The latest unemployment figures give a reason to consider that the recovery of the American economy is still a long way off. With reported joblessness at 9.1 percent, and actual joblessness quite higher due to the reported rate measuring only those collecting benefits, it is plain to see that whatever we are doing is not working.

That said, it is incumbent upon me to admit to being like the average American when it comes to economic issues. I can balance a checkbook, but I know little about what makes our economic engine run. This is precisely the problem when citizens like you and me try to decipher what the talking heads in media and the politicians in Washington, D.C., are telling us about the economic forecast. They can all prognosticate, but they cannot run away from the facts.

The main fact is that there are able-bodied people who simply want to work and support their families. They do not want something for nothing, they do not feel entitled to anything other than an opportunity to achieve the promise of citizenship in this great country. They want to pursue the American Dream.

Unfortunately, the current state of affairs has this “dream” looking more nightmarish every day. People are still losing homes at an alarming rate, while government entities play games like reassessing the value of your home to increase property taxes in reaction to property tax caps. Herein lies perhaps the crux of the problem. Is government hurting or helping the economic recovery?

As stated, I am not an economist but I can read reasonably well and understand word meanings on a consistent basis. This simply means that with some research, I was able to decipher certain messages sent to us by our politicians regarding economic matters.

After careful research and a bit of old-fashioned common sense, it seems that our leaders consistently hoodwink “we the people” as it relates to job creation. Most elected officials of both parties say that if we vote for them, their number one focus will be job-creation and economic revitalization. They say things like, “if you vote for me, I will see to it that my administration creates jobs.”

As promising as this sounds to people out of work, or underemployed, it is patently false as a premise. Government in and of itself does not create jobs, not even the jobs of those in government. The reason is that because government makes no product that it sells for profit, every dollar spent comes from the private sector — that is the tax dollars of people like you and me. That’s right, even when they print more money, what they are saying is that the resulting inflation will be the burden of the citizen.

Every public sector job, including teachers, police, fire and especially politicians is paid for by the dollars earned in the private sector. It is because you go to work and pay your taxes, these people have jobs. As thankless as their jobs may be, public sector workers owe taxpayers as well as we owe them. It is not a one-sided relationship.

Consequently, it is in the politicians’ best interest to make us think that they have jobs galore, just waiting for creation. There is no elected official that can create a job as an elected official. All government can do is set the atmosphere so that it is conducive to private sector growth.
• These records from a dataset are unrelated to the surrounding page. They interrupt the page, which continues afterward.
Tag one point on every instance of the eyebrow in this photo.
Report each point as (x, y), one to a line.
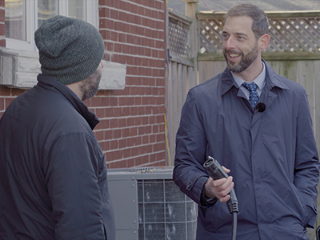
(237, 33)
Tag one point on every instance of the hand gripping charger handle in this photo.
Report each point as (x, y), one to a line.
(216, 172)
Indeed, it is true that many of the corporations we dread are directly responsible for job creation.

This brings us to what seems to be the abject failure of the government spending spree called the “stimulus.” The promise was that nearly $1 trillion of new spending by our government would get us out of the economic downturn. Accordingly, unemployment is over 9 percent and the housing market is still in shambles nearly three years after the influx of this money.

Of course, both sides of the political aisle will blame the other, which is ironic because when government spending is out of control, there is always enough blame to share between the two major political parties. The truth is that government cannot spend its way out of recession no more that you and I can spend our way out of debt.

This means that our political leaders must face the very real circumstance that private sector industry, like a plant in season, must have the environment in which to grow. Does anyone like a corporation that is run amok? Of course not, but we need businesses to hire people so that the millions of Americans who want work will be able to secure it. We have the highest corporate tax rate in the world. Is there any wonder why jobs go overseas?

This means that we must stop allowing politicians to bamboozle us into thinking they have jobs to spare. We must demand that our leaders get serious about negotiating long-term tax policy that allows businesses to forecast and project accurately their climate for growth. If a business knows its liabilities long-term, then it can secure expansion in the short term. In other words, expansion means hiring and hiring means jobs for people. It is time to quit playing politics with the lives of Americans. Let’s get back to work.

Raymond C. Dix Jr. is senior pastor at Berean Fellowship Church in Gary.